There's a good chance your dentist has it, but do your kids have laughing gas?
Nitrous oxide's been around for a long time, but now experts say a new generation is hurting itself with the chemical.
High school students who want to get high know what to say, they call it nitrous, nitro, or "good air."
The mind-altering gas, sometimes called Whippit, gives users an instant high, but it can cause brain damage, and be deadly in extreme cases. School kids say the stuff is just about everywhere.
A local drug counselor says the problem's getting worse.
"Nitrous Oxide is becoming more common and has not been common before," said Clinical Psychologist Dr. Joseph Hertzler.

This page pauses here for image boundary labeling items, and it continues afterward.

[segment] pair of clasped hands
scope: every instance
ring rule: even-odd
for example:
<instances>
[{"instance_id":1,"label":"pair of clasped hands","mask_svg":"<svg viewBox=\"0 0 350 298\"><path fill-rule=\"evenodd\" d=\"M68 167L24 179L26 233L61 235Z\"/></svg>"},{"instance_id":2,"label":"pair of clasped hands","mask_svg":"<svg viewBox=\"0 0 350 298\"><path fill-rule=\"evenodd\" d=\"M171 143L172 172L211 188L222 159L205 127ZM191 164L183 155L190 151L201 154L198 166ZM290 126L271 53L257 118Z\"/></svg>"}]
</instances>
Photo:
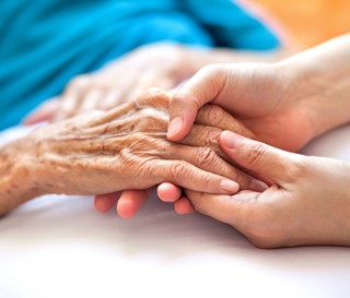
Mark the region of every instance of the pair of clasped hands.
<instances>
[{"instance_id":1,"label":"pair of clasped hands","mask_svg":"<svg viewBox=\"0 0 350 298\"><path fill-rule=\"evenodd\" d=\"M342 91L329 94L324 70L303 67L311 56L313 51L275 64L210 65L177 91L170 103L167 139L179 142L190 135L200 108L219 105L236 119L235 132L225 130L218 138L223 158L257 180L246 189L231 187L231 194L164 182L159 198L174 202L179 214L196 210L230 224L261 248L349 245L349 163L291 153L350 120L342 111L349 104L331 99ZM225 127L220 115L208 117ZM95 207L106 212L117 202L117 213L132 217L150 191L97 195Z\"/></svg>"},{"instance_id":2,"label":"pair of clasped hands","mask_svg":"<svg viewBox=\"0 0 350 298\"><path fill-rule=\"evenodd\" d=\"M194 160L203 168L224 160L236 169L220 188L219 180L205 181L206 175L183 188L163 182L159 198L173 202L177 213L198 211L232 225L257 247L349 246L349 163L292 153L350 121L350 65L343 62L349 48L345 36L272 64L201 69L172 95L166 138L188 144L196 129L210 123L219 129L208 132L209 148ZM211 182L222 193L184 187ZM116 204L130 218L153 189L100 194L95 207L107 212Z\"/></svg>"}]
</instances>

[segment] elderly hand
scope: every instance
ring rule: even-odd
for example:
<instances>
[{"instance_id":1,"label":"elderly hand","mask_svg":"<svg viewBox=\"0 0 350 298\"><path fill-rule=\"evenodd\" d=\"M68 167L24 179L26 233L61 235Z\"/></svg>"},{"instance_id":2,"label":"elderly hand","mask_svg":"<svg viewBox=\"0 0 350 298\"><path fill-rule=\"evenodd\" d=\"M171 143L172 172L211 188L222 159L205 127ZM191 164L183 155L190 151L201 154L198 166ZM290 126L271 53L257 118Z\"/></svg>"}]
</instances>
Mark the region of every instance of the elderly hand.
<instances>
[{"instance_id":1,"label":"elderly hand","mask_svg":"<svg viewBox=\"0 0 350 298\"><path fill-rule=\"evenodd\" d=\"M46 126L8 144L0 156L0 174L7 177L0 180L0 211L31 199L28 190L35 195L102 194L171 181L186 189L231 193L238 190L237 183L243 189L255 186L255 179L219 156L224 156L217 142L221 130L206 126L206 114L182 144L166 140L170 98L153 90L108 112ZM26 194L21 196L18 188Z\"/></svg>"},{"instance_id":2,"label":"elderly hand","mask_svg":"<svg viewBox=\"0 0 350 298\"><path fill-rule=\"evenodd\" d=\"M232 225L260 248L350 246L349 163L288 153L229 131L220 144L270 187L233 195L186 191L198 212Z\"/></svg>"},{"instance_id":3,"label":"elderly hand","mask_svg":"<svg viewBox=\"0 0 350 298\"><path fill-rule=\"evenodd\" d=\"M199 65L186 59L189 51L176 44L142 46L104 67L74 78L61 98L44 103L26 120L63 120L94 109L108 110L140 96L149 87L172 90Z\"/></svg>"}]
</instances>

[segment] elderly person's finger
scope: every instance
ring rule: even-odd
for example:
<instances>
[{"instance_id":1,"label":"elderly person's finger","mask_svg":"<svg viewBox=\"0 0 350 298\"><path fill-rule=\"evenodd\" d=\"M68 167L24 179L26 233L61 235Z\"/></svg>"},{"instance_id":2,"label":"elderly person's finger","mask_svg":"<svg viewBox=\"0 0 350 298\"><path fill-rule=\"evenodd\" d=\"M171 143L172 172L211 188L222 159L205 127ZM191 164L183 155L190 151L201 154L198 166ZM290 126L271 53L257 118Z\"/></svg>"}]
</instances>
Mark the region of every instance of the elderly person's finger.
<instances>
[{"instance_id":1,"label":"elderly person's finger","mask_svg":"<svg viewBox=\"0 0 350 298\"><path fill-rule=\"evenodd\" d=\"M120 196L120 191L119 192L113 192L113 193L104 193L104 194L97 194L95 195L94 199L94 206L95 210L101 212L101 213L106 213L112 210L114 204L117 203L119 196Z\"/></svg>"},{"instance_id":2,"label":"elderly person's finger","mask_svg":"<svg viewBox=\"0 0 350 298\"><path fill-rule=\"evenodd\" d=\"M226 82L225 76L226 72L215 64L205 67L176 92L170 105L170 140L178 141L187 135L198 110L218 96Z\"/></svg>"}]
</instances>

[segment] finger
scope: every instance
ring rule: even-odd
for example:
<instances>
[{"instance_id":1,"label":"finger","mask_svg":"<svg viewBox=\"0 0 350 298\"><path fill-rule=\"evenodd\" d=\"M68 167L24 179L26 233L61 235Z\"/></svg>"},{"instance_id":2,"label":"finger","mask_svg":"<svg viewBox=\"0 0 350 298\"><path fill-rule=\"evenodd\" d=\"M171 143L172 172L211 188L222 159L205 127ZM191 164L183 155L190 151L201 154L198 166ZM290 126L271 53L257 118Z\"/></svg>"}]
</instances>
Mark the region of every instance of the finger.
<instances>
[{"instance_id":1,"label":"finger","mask_svg":"<svg viewBox=\"0 0 350 298\"><path fill-rule=\"evenodd\" d=\"M205 105L199 109L196 123L214 127L220 130L230 130L249 139L256 139L255 134L235 119L230 112L217 105Z\"/></svg>"},{"instance_id":2,"label":"finger","mask_svg":"<svg viewBox=\"0 0 350 298\"><path fill-rule=\"evenodd\" d=\"M133 217L152 190L152 188L147 190L125 190L117 202L116 211L118 215L126 219Z\"/></svg>"},{"instance_id":3,"label":"finger","mask_svg":"<svg viewBox=\"0 0 350 298\"><path fill-rule=\"evenodd\" d=\"M24 118L24 126L32 126L42 121L48 121L58 110L60 100L57 97L44 102L37 109Z\"/></svg>"},{"instance_id":4,"label":"finger","mask_svg":"<svg viewBox=\"0 0 350 298\"><path fill-rule=\"evenodd\" d=\"M226 155L243 168L265 176L278 184L290 181L298 164L296 154L224 131L220 145Z\"/></svg>"},{"instance_id":5,"label":"finger","mask_svg":"<svg viewBox=\"0 0 350 298\"><path fill-rule=\"evenodd\" d=\"M191 129L198 110L215 99L225 84L225 72L215 65L206 67L187 81L170 104L167 138L182 140Z\"/></svg>"},{"instance_id":6,"label":"finger","mask_svg":"<svg viewBox=\"0 0 350 298\"><path fill-rule=\"evenodd\" d=\"M235 193L240 186L225 177L197 168L184 160L159 160L155 176L183 188L209 193Z\"/></svg>"},{"instance_id":7,"label":"finger","mask_svg":"<svg viewBox=\"0 0 350 298\"><path fill-rule=\"evenodd\" d=\"M200 133L200 139L198 135ZM194 147L176 147L176 156L178 159L187 160L203 170L215 172L228 177L240 184L240 189L250 189L264 191L267 186L265 182L253 178L250 175L232 165L232 160L221 151L219 138L221 131L209 127L195 126L189 134L185 138L186 145ZM197 147L199 146L199 147Z\"/></svg>"},{"instance_id":8,"label":"finger","mask_svg":"<svg viewBox=\"0 0 350 298\"><path fill-rule=\"evenodd\" d=\"M158 196L163 202L175 202L182 195L182 189L175 184L163 182L158 187Z\"/></svg>"},{"instance_id":9,"label":"finger","mask_svg":"<svg viewBox=\"0 0 350 298\"><path fill-rule=\"evenodd\" d=\"M114 87L104 96L103 100L100 102L97 108L108 110L124 103L126 103L126 100L124 100L120 91Z\"/></svg>"},{"instance_id":10,"label":"finger","mask_svg":"<svg viewBox=\"0 0 350 298\"><path fill-rule=\"evenodd\" d=\"M105 194L97 194L94 200L95 210L101 213L106 213L114 204L118 201L120 196L120 192L113 192L113 193L105 193Z\"/></svg>"},{"instance_id":11,"label":"finger","mask_svg":"<svg viewBox=\"0 0 350 298\"><path fill-rule=\"evenodd\" d=\"M180 215L194 213L196 211L191 202L186 196L179 198L175 202L174 207L175 207L175 212Z\"/></svg>"}]
</instances>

Part of the problem might be easy access. Pastry chefs use canisters of the gas to make whip cream, and while some chefs keep his supply under tight control, the Community Advocate team found other suppliers much less guarded.
We called local head shops and adult bookstores. While some don't carry nitrous, several others admitted they sold it and the paraphernalia used to help people get high.
Parents, here's what to look for: if your teenager has unexplainable whip cream cans, balloons or small little canisters, you need to start asking questions. They could be the best warning signs you'll get about Nitrous use.
Experts also say if your child has become abnormally rebellious or shows other drastic behavioral changes, you should consider confronting him or her.